Acordo com um rosto desconhecido muito próximo ao meu, demoro a decodificar a imagem: dois olhos vivos e negros, diferentes dos meus que não têm brilho, mais parecem uns ocelos, opacos e mortos; o nariz dele é pequeno, bonito e proporcional; os lábios estão rachados, quase sangrando — a matéria viva querendo escapar. Ei, moça, tudo bem com você? Tudo, tudo bem. Foi só uma tontura. Mas você ficou desmaiada um tempo. Quanto tempo? Não sei. Mas muito? Não, não muito. Isso acontece sempre? Algumas vezes. Você não deveria andar sozinha por aí, ainda mais nessa época do ano. Carnaval.

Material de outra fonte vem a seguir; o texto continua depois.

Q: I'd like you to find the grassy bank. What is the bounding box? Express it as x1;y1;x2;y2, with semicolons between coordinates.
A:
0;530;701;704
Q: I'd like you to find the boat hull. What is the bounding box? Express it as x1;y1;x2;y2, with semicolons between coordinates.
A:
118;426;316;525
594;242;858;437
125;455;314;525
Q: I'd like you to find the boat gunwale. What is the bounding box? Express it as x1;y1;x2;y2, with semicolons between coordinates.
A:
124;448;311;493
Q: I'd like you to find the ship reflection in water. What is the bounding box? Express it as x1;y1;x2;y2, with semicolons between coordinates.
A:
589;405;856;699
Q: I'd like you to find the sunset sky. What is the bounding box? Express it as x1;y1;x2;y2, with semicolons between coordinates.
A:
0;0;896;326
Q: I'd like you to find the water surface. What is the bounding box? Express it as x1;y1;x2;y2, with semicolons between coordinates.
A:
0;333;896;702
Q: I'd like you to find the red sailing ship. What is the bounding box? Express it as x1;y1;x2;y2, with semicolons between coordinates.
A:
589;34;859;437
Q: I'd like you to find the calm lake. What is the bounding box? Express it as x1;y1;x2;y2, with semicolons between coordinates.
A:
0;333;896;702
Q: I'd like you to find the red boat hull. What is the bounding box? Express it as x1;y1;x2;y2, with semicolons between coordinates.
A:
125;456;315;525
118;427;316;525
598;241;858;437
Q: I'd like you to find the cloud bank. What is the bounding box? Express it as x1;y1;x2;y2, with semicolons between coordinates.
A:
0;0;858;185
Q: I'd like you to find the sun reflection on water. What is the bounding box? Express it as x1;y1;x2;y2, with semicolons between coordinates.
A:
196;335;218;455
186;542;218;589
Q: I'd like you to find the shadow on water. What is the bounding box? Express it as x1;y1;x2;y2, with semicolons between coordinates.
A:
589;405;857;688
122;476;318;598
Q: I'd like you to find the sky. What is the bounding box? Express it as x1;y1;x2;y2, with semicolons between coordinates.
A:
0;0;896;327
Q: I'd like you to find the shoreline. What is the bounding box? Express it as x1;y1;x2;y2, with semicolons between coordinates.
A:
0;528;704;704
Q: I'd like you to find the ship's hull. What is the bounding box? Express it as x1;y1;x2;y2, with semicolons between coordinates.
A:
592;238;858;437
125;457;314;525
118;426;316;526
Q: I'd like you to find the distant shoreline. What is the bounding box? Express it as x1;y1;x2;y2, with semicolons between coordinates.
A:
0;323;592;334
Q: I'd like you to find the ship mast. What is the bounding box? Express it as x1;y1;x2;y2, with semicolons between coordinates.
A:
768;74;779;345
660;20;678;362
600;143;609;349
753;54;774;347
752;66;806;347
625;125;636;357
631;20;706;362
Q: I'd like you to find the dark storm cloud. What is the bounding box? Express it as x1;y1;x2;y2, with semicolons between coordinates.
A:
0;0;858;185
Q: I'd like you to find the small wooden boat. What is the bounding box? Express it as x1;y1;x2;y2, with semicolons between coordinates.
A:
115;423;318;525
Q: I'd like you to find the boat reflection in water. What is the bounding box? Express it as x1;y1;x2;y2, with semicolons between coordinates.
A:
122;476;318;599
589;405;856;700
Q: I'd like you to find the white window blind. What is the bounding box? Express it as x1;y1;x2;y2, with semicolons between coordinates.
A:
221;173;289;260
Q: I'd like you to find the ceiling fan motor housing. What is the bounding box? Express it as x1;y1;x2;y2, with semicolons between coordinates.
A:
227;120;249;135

É, no carnaval as pessoas piram, sei lá. Vou tentar levantar. Oquei, se apóia em mim. Tá.

 

Um prédio de seis andares. Antigo. E, por Deus, tinha banheira! Sempre quis ter uma banheira em casa. E poder ficar imersa na espuma, em silêncio, ouvindo apenas o barulho que vem de mim, a rotina do organismo, o coração bombeando sangue para o meu corpo, oxigenando, impedindo que eu apodreça — muitas vezes pedi baixinho para que ele parasse; para que a força que faz com que essa bomba funcione falhasse e então eu:.

 

Era a primeira vez que entrava na casa dele, mas o meu corpo interpretava aquele momento como um retorno — era íntima da rotina e dos detalhes pequenos e, portanto, indivisíveis: as infiltrações, os livros e o barulho do ventilador de teto. Déjà vu. Quantas vezes eu já estive aqui? Percebia fragmentos de mim nas grossas camadas de poeira sobre os móveis e nos cantos do apartamento: o inevitável é leve. E nós, moço, somos inevitáveis, como a chuva e a morte.